Anne Widdecombe: Vote Labour... or next time shes naked.

[via Wherever You Are. Cheers!]
June 6, 2001
[politics] Fantastic portrait of Mrs. Thatcher in Northampton a few days ago from Matthew Parris. ‘…oblivious to the hands of worshippers reaching out to touch her, her expression said: “Make my day sonny, ask me a question.” “Why are you afraid of the euro?” asked Hayes. “What a question!” she snapped. “What a question.” Mr Hayes flinched. “As” — she stabbed him in the chest with an index finger — “a broadcaster” she stabbed again — “you should protect” — stab — “the pound”. Hayes began to back away into the crowd. She pursued him! Then she grabbed his mike like some kind of trophy and brandished it in front of his own crew’s camera. In much the same way the tribesmen of the Danekil in the Horn of Africa sport, on a necklace, the withered penises of the men they have killed in battle.’
June 5, 2001
[politics kinda] The BBC wonders: What happened to the Natural Law Party? ‘…while other candidates might bat around finer points of fiscal policy in a hypothetical TV debate, the NLP’s representative would likely wade in with the view that Britain’s problems were down to the fact the prime minister lived in a house with a south entrance. This was in fact one of the points made at the party’s third international convention, in 1996, when blame was also heaped upon the Channel Tunnel, which provided a south entrance to the UK. Such things go against the principles of Natural Law.’ [Related: Natural Law Party Website]

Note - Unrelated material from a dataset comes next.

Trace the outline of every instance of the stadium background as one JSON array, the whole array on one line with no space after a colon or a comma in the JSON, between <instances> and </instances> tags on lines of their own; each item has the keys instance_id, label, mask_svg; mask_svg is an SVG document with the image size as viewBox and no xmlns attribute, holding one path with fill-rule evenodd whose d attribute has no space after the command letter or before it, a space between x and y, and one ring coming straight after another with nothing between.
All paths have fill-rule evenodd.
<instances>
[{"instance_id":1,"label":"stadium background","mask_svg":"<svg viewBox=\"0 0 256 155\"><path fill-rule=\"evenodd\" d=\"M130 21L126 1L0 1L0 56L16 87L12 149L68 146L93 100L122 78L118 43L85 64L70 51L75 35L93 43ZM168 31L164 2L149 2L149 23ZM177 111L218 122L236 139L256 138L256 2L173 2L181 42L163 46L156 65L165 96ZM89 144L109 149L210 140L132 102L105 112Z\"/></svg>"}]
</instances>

[politics] Hats off to Soames, off-message but in majestic form — Simon Hoggart sketch of the grandson of Winston Churchill. ‘Many of the people we meet probably voted Tory when Soames’s grandfather, Winston Churchill, led the party. He gave me the true version of what I had always suspected was an apocryphal story. In or around 1953, when Soames was five, he didn’t know how important his grandfather was until someone told him. So he walked up to the old man’s bedroom, managed to get past the valets and the secretaries, and found him sitting up in bed. “Is it true, grandpapa, that you are the greatest man in the world?” he asked. “Yes I am,” said Churchill. “Now bugger off”.’
June 1, 2001
[politics] Boris’s problem: he actually says what he thinks. Simon Hoggart on Boris Johnson‘…he is too honest. He can’t help saying what he means. I asked how William Hague was playing on the doorstep and he replied, “Huge, oh huge!” But that is not true, and so he can’t leave it there. He made massive, swooping, burying-head-in-hands motions, to show what he really meant. A woman said she had always voted Tory, but not this time. “You don’t engage me at all. You have too many people in the party now who are from a different planet entirely. And you’re going to win and be in a morale-destroying minority, when you could have a much better time editing the Spectator. And what about your wife and children?” Boris groaned, presumably because he suspected she was right on all counts.’
May 31, 2001
[politics] A decent fellow leading a lost cause — another profile of William Hague. ‘Despite his reputation as an orator, Hague’s ideas stubbornly refuse to take verbal flight. With an inexpressive face and a narrow vocal range, he makes no attempt to vary his pacing or trajectory. There are none of the pauses that might suggest reflection or permit emphasis. He rattles through every item on his agenda with an impressive command of his material but a lack of emotional impact. He itemises; he does not persuade. And there is a hint of aldermanic pomposity, evident since puberty. ‘
May 30, 2001
[politics] Thatcher stars in Return of The Mummy‘She was immediately surrounded by Tories, protesters, television crews, reporters, uniformed policemen, special branch coppers, a man waving a 4ft cardboard cutout of her, twin girls performing karaoke versions of Abba hits, a chap with an anti-Kenneth Clarke poster, and a Scotsman with a rasping voice who accused her of hiding bribes from General Pinochet in a secret bank account – in short, a typical cross-section of modern British society. She clambered out. A woman stepped forward and shyly handed her a banana skin, which she accepted as if it were a bouquet. So when the woman began to harangue her about Tory education policy she swerved smartly away. “God bless Margaret Thatcher!” Conservatives shouted. “Boo! Out, out, out!” others shouted. “But she is out!” one of the Tories raged.’
May 28, 2001
[politics] How one man put Bush on the ropes. ‘The tremors of the political earthquake about to strike in Washington were first felt in the plush Senate toilet on Capitol Hill. It was there, last Monday, that Senator James Jeffords of Vermont told shocked colleagues he had made a decision that would shatter their political agenda and make their new president look naive, petty and out-of-touch.’
May 26, 2001
[bell] More political cartoons… Steve Bell’s Campaign Diary — commentary and sketches + his view on George Bush’s current problems…. Holy Democrat Shit!! I feel a disturbance in the Force!!
May 24, 2001
[more politics] How could I have missed this? Steve Bell does another Thatcher and Hague cartoon. ‘The EURO BOGEYMAN is going to TAX YOU TO DEATH!!’ [via Nutlog]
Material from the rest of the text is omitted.